During two weeks I've been doing some simple programs in OCaml. I've noticed that when we are working with a recursive structure T
and we want to have the information I
on T
then depending on the information I
we have two types of recursive function.
For simplicity let's assume T
is a binary tree. So I'll use the following type :
type 'a tree = Empty | 'a * 'a tree * 'a tree
Now let's say the information I
can be calculated from left to right on the binary tree.

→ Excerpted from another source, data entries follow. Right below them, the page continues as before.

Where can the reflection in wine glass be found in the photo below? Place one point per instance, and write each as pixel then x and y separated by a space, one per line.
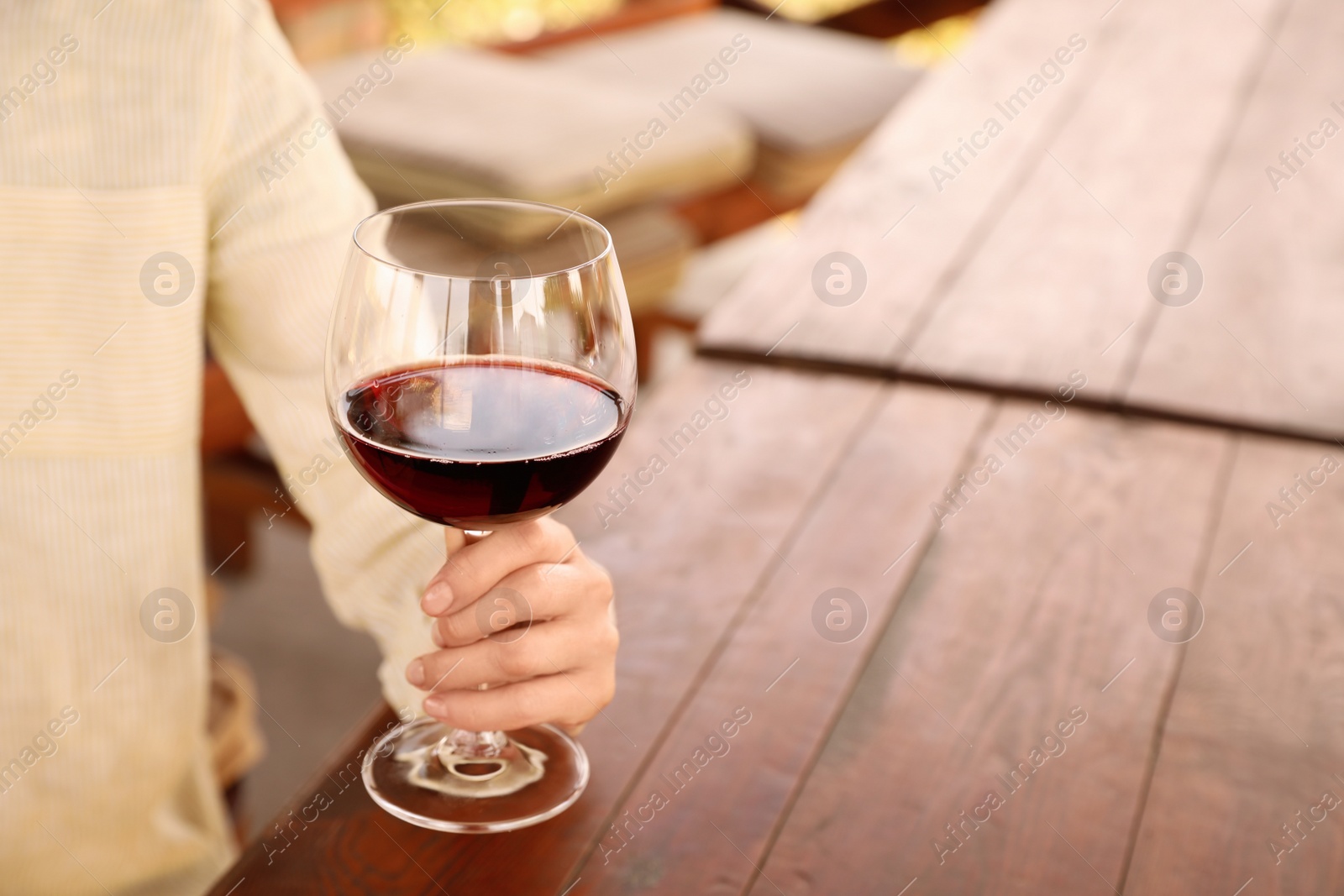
pixel 480 371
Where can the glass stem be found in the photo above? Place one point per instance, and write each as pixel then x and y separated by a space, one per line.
pixel 476 745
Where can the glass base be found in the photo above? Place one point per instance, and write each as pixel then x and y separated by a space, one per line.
pixel 414 775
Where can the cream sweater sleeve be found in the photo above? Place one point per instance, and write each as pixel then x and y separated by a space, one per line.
pixel 282 204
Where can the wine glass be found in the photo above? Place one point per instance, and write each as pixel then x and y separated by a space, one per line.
pixel 480 371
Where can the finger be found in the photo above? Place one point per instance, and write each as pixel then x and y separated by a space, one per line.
pixel 535 594
pixel 476 567
pixel 541 651
pixel 568 699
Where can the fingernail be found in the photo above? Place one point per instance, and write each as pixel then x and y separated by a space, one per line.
pixel 416 672
pixel 437 600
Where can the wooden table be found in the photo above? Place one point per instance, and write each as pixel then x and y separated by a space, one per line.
pixel 1032 258
pixel 1007 700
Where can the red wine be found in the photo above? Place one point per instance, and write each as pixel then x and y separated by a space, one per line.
pixel 484 441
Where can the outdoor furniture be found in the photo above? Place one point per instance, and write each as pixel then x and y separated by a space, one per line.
pixel 810 96
pixel 1105 661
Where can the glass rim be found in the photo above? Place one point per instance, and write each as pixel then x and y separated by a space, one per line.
pixel 484 201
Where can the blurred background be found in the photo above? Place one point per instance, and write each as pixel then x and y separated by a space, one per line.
pixel 696 157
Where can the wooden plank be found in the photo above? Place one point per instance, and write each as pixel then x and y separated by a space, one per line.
pixel 706 804
pixel 1250 347
pixel 1257 725
pixel 1061 284
pixel 1032 602
pixel 886 210
pixel 683 563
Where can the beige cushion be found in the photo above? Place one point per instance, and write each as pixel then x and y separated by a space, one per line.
pixel 470 123
pixel 810 94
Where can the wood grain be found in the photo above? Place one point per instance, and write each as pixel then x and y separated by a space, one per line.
pixel 1032 602
pixel 683 563
pixel 1256 732
pixel 706 805
pixel 1254 344
pixel 886 210
pixel 1063 275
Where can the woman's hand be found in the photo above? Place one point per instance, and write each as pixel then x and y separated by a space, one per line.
pixel 557 665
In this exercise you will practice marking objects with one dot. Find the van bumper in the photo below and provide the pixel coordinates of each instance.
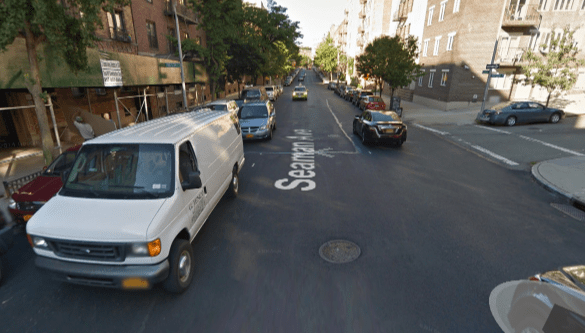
(111, 276)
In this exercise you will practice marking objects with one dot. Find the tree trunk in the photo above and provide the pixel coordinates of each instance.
(33, 84)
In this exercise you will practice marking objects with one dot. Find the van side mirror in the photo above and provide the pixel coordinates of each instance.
(193, 182)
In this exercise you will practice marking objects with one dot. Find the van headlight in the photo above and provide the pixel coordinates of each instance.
(150, 249)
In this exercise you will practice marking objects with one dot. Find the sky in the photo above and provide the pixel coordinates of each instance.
(315, 17)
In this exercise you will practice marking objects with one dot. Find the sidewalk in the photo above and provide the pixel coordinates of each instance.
(565, 176)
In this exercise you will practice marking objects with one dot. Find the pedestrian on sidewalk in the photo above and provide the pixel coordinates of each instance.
(84, 128)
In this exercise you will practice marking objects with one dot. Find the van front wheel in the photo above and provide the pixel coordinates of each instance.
(181, 266)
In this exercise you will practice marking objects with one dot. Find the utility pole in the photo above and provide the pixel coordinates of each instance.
(181, 56)
(487, 84)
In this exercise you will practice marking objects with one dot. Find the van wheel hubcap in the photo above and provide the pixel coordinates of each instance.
(184, 266)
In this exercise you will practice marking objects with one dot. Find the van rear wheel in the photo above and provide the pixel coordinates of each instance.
(181, 266)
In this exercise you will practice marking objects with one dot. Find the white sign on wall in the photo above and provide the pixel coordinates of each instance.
(111, 72)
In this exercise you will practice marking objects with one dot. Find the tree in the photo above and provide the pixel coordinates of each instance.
(326, 56)
(390, 60)
(556, 68)
(67, 27)
(220, 22)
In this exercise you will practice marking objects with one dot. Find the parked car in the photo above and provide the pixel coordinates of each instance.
(271, 91)
(28, 199)
(380, 126)
(258, 120)
(553, 301)
(350, 94)
(300, 92)
(519, 112)
(358, 96)
(372, 103)
(135, 199)
(6, 235)
(223, 105)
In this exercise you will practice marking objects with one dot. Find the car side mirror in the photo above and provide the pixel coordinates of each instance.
(193, 182)
(65, 175)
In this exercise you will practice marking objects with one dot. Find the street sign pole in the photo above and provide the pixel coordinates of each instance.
(487, 84)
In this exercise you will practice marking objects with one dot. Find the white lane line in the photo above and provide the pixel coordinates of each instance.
(494, 155)
(493, 129)
(552, 146)
(431, 129)
(341, 128)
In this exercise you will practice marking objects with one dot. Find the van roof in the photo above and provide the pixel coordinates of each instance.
(169, 129)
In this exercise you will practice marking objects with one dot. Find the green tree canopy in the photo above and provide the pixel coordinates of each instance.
(555, 67)
(326, 56)
(67, 27)
(391, 60)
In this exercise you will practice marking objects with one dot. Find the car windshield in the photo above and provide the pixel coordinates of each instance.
(62, 163)
(122, 171)
(218, 107)
(251, 94)
(386, 116)
(256, 111)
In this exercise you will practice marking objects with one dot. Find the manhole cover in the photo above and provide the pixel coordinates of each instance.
(339, 251)
(573, 212)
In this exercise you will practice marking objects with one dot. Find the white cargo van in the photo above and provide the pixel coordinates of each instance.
(135, 199)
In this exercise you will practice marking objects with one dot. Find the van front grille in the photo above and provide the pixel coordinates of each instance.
(88, 251)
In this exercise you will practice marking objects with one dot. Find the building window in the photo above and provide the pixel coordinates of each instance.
(437, 43)
(444, 75)
(117, 26)
(420, 79)
(563, 4)
(442, 11)
(450, 41)
(430, 19)
(173, 48)
(151, 33)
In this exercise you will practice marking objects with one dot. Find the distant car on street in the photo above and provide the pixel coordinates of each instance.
(33, 195)
(372, 103)
(380, 126)
(257, 120)
(358, 96)
(300, 92)
(518, 112)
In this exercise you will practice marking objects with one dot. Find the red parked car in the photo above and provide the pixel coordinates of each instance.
(32, 196)
(372, 103)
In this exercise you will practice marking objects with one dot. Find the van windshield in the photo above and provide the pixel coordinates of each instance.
(122, 171)
(249, 112)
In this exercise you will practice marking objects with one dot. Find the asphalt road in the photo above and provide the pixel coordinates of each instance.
(438, 228)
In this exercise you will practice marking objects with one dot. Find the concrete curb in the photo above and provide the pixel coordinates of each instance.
(546, 184)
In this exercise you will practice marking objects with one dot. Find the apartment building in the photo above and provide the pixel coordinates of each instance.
(459, 39)
(135, 40)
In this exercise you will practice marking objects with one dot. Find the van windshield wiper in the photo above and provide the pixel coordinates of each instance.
(141, 188)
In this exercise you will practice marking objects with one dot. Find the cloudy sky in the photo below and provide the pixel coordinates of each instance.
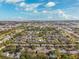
(39, 10)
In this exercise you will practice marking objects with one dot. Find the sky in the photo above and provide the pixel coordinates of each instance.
(25, 10)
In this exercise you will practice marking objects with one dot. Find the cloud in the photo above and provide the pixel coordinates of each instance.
(50, 4)
(29, 7)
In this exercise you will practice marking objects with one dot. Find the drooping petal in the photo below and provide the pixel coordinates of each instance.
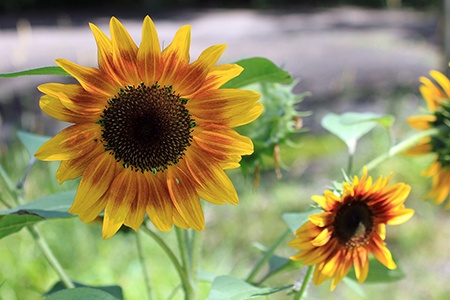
(121, 198)
(91, 79)
(184, 198)
(159, 204)
(214, 185)
(95, 182)
(221, 142)
(74, 168)
(70, 143)
(225, 106)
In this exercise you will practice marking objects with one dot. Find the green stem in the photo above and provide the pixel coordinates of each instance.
(9, 189)
(266, 257)
(144, 266)
(305, 283)
(401, 147)
(51, 258)
(184, 278)
(189, 285)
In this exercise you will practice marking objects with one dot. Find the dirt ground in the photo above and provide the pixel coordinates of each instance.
(331, 50)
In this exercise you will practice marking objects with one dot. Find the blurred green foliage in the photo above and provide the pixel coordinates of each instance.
(27, 5)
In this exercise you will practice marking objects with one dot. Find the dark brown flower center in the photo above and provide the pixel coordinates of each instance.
(353, 224)
(147, 128)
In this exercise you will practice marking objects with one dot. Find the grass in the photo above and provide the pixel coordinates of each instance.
(420, 245)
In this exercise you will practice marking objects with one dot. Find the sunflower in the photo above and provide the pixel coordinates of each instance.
(437, 97)
(352, 225)
(152, 132)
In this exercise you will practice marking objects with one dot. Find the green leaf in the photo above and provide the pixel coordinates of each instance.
(112, 290)
(356, 287)
(32, 142)
(258, 69)
(52, 206)
(81, 293)
(295, 220)
(350, 127)
(52, 70)
(231, 288)
(378, 273)
(278, 264)
(10, 224)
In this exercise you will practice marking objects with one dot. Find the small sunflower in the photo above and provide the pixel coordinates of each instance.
(352, 226)
(437, 97)
(152, 132)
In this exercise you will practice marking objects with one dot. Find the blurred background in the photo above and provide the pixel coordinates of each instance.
(351, 55)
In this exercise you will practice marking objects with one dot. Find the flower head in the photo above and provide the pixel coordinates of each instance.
(352, 225)
(152, 132)
(437, 97)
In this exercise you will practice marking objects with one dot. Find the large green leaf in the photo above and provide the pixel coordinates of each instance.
(378, 273)
(258, 69)
(278, 264)
(231, 288)
(59, 289)
(52, 70)
(81, 293)
(351, 126)
(10, 224)
(52, 206)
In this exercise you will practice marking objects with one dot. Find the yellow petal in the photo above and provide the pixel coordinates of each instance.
(124, 53)
(225, 106)
(184, 198)
(91, 79)
(322, 238)
(71, 142)
(188, 80)
(95, 182)
(322, 219)
(176, 56)
(214, 184)
(149, 53)
(159, 205)
(222, 142)
(381, 252)
(74, 168)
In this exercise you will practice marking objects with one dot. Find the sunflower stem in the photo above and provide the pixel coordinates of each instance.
(299, 295)
(401, 147)
(189, 285)
(51, 258)
(9, 189)
(266, 257)
(145, 272)
(169, 253)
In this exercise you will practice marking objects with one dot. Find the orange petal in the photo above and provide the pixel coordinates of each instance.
(225, 106)
(95, 182)
(74, 168)
(92, 80)
(159, 204)
(222, 142)
(214, 184)
(71, 142)
(184, 198)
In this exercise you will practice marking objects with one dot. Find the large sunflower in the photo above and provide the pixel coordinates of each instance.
(152, 132)
(437, 97)
(352, 226)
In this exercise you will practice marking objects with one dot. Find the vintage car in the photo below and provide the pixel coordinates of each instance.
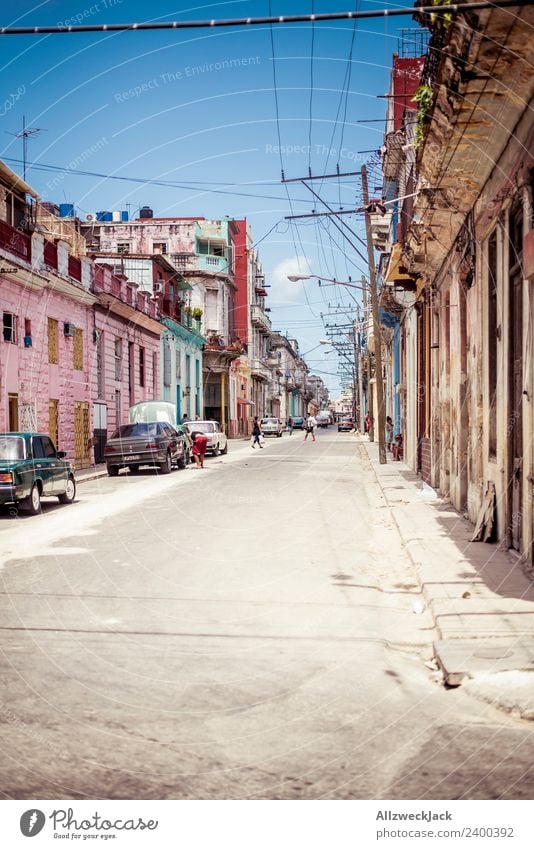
(217, 439)
(145, 444)
(31, 468)
(271, 426)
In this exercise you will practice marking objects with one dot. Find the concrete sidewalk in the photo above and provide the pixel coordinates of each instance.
(481, 600)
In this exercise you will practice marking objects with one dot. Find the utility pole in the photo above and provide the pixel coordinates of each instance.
(381, 416)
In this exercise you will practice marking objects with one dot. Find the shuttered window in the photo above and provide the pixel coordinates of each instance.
(77, 349)
(53, 341)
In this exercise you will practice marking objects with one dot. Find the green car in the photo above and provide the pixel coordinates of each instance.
(31, 468)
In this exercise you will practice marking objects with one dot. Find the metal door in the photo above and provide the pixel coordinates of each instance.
(516, 413)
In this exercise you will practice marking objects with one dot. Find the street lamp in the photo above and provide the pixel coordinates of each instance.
(297, 278)
(321, 342)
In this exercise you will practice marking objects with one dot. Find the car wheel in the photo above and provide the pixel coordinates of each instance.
(69, 495)
(32, 504)
(165, 467)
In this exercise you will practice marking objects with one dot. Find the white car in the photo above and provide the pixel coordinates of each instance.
(271, 426)
(217, 439)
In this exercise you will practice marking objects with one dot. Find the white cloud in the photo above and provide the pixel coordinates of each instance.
(283, 291)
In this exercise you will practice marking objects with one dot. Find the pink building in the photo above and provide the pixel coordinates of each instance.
(78, 344)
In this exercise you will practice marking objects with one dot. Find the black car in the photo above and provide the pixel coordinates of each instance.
(145, 444)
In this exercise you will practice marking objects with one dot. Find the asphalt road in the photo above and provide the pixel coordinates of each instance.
(250, 630)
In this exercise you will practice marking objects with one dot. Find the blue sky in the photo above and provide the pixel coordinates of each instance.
(198, 108)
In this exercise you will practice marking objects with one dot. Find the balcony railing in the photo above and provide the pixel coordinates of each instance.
(259, 318)
(15, 241)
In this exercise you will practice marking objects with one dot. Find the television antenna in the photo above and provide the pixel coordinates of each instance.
(25, 134)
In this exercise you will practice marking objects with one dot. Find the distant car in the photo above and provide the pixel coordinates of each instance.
(31, 469)
(323, 418)
(217, 439)
(145, 444)
(271, 426)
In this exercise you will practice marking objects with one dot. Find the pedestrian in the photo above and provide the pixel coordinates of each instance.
(389, 432)
(311, 424)
(256, 433)
(200, 444)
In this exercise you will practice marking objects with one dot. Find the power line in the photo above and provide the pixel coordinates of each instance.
(268, 20)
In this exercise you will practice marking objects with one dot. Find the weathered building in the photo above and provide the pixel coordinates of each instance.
(466, 244)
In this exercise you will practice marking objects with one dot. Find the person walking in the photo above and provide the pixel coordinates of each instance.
(256, 433)
(311, 424)
(200, 444)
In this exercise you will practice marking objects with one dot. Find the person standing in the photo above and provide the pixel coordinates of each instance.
(311, 424)
(256, 433)
(200, 444)
(389, 432)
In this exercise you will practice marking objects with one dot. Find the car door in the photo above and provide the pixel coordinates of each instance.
(43, 466)
(57, 465)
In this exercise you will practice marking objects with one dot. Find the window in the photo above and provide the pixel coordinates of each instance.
(77, 349)
(211, 248)
(100, 386)
(166, 363)
(10, 327)
(118, 359)
(141, 366)
(492, 341)
(53, 341)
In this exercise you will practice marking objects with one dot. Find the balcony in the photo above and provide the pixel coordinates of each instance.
(115, 289)
(260, 370)
(259, 318)
(15, 241)
(207, 262)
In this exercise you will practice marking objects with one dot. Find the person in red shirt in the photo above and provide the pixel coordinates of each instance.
(200, 444)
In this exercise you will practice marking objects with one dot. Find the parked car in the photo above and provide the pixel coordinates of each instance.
(323, 418)
(217, 439)
(145, 444)
(31, 468)
(271, 426)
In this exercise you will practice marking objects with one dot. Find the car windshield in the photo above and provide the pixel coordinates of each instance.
(141, 429)
(12, 448)
(202, 427)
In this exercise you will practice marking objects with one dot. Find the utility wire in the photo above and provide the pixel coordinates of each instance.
(262, 21)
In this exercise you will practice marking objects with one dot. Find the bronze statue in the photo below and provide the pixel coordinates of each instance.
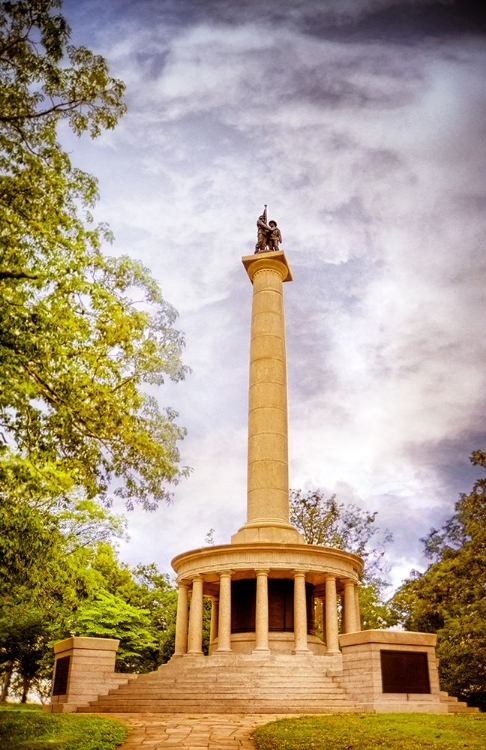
(275, 236)
(269, 235)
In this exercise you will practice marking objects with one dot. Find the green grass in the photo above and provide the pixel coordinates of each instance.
(22, 729)
(374, 732)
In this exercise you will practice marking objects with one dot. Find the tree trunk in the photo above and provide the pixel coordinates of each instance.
(26, 681)
(6, 679)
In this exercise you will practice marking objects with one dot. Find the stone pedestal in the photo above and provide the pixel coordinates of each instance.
(365, 671)
(84, 668)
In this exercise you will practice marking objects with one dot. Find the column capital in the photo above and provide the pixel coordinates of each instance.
(272, 261)
(262, 572)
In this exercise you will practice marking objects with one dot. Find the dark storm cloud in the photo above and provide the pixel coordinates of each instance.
(343, 20)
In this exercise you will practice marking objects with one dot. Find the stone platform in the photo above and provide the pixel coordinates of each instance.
(249, 684)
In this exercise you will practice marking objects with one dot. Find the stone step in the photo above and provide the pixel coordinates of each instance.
(222, 686)
(244, 705)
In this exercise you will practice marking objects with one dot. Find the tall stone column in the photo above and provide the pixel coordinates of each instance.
(181, 620)
(349, 624)
(261, 612)
(195, 618)
(332, 633)
(357, 608)
(213, 629)
(300, 614)
(268, 463)
(224, 629)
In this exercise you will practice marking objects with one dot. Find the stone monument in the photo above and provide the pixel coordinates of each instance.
(268, 588)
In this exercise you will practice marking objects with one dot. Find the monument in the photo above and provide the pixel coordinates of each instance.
(267, 587)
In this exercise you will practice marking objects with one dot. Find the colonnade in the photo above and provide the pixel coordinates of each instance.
(189, 621)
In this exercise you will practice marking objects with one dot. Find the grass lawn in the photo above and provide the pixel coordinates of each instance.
(22, 729)
(374, 732)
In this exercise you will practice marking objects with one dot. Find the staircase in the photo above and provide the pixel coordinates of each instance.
(231, 684)
(249, 684)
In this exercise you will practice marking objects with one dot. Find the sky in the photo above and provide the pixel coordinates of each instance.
(362, 125)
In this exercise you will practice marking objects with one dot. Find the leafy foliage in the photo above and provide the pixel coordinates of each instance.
(450, 597)
(325, 522)
(75, 348)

When I am saying left to right it means that the information I
can be calculated from the root to the leaves without getting backward.
To be more clear let's say the information I
we want to have is simply "the number of nodes of the binary tree". Then what's nice with this information is that when we get to all leaves then we get I
, so we are going left to right in the sense that we begin from the root and expend recursively to the left and right subtree and the end case is when we arrived at the leaves.
So we simply have :
let rec nodes = function
|Empty -> 0 (*it's ok we are done here*)
|Node(_,l,r) -> 1 + nodes l + nodes r
What's very nice is that when the information can be calculated left to right then OCaml's pattern matching is a very strong tool and the information I
can be calculated in an easy way.
So more generally we have :
let rec get_information = function
| Empty -> (*here we are done so we return a constant value*)
|Node(_,l,r)-> (*here we apply recusrively the function to the left and right tree*)
Now here comes my problem. Let's say I
is an information that can't be calculated from left to right but from right to left. So it means that to get the information I
we need to begin from the leaves of the tree and extend recursively to the top and we are done only when we get to the root of the binary tree (so the end case is when we get to the root of the binary tree and not the leaves).
For example, let's say the information I
is : "the binary tree has the propriety that for every node the number of nodes in his left subtree is strictly superior to the number of nodes in his right subtree". If we want to solve this in linear time then we need to begin from the leaves and expend recursively to the top (note that I don't necessarily want a solution to the problem).
So to me, it's tricky to write a function that gets the information I
when I
is a right to left information (it needs to begin from the leaves and extend to the top). On the contrary pattern-matching is perfect when the information is a left to right information.
So my question is how to do when we need to write a function that gets the information I
(when I
is right to left)? Are there techniques to solve these kind of problems? Is it still possible to use pattern matching in a tricky way in order to get the desired result?
Pattern matching is useful for writing both kinds of function. Higher order functions called folds can also be used.
First, a concrete version. We will want to know whether a tree is left leaning, and if so, how many nodes it has. An int option
will represent this nicely, with None
indicating any non-left leaning tree.
type 'a tree = Empty | Branch of 'a * 'a tree * 'a tree
let rec tree_info = function
| Empty -> Some 0
| Branch (_, l, r) ->
match tree_info l, tree_info r with
| Some x, Some y when x >= y -> Some (x + y + 1)
| _ -> None
let is_left_leaning tree =
match tree_info tree with
| Some _ -> true
| None -> false
(Note that the condition x >= y
is not 'strictly greater than', but this is deliberate; x > y
is a poor choice. I'll leave figuring out why as an exercise.)
We can also express this style of function in terms of an operation called a right fold. For this operation one provides a value for each constructor of the datatype being folded over: in each place that constructor occurs, the fold operation will use that value to compute the result of the fold:
let rec foldr empty branch = function
| Empty -> empty
| Branch (x, l, r) ->
branch x (foldr empty branch l) (foldr empty branch r)
Note that the empty
value and the Empty
constructor have the same arity, and the branch
value and the Branch
constructor have the same arity, with corresponding argument types. That's characteristic of a right fold.
Given foldr
, we can easily define map
:
let map f tree =
foldr Empty (fun x l r -> Branch (f x, l, r)) tree
Or of course, 'tree_info':
let tree_info tree =
foldr
(Some 0)
(fun _ l r ->
match l, r with
| Some x, Some y when x >= y -> Some (x + y + 1)
| _ -> None)
tree
This is the alternative to pattern matching on the constructors of tree
.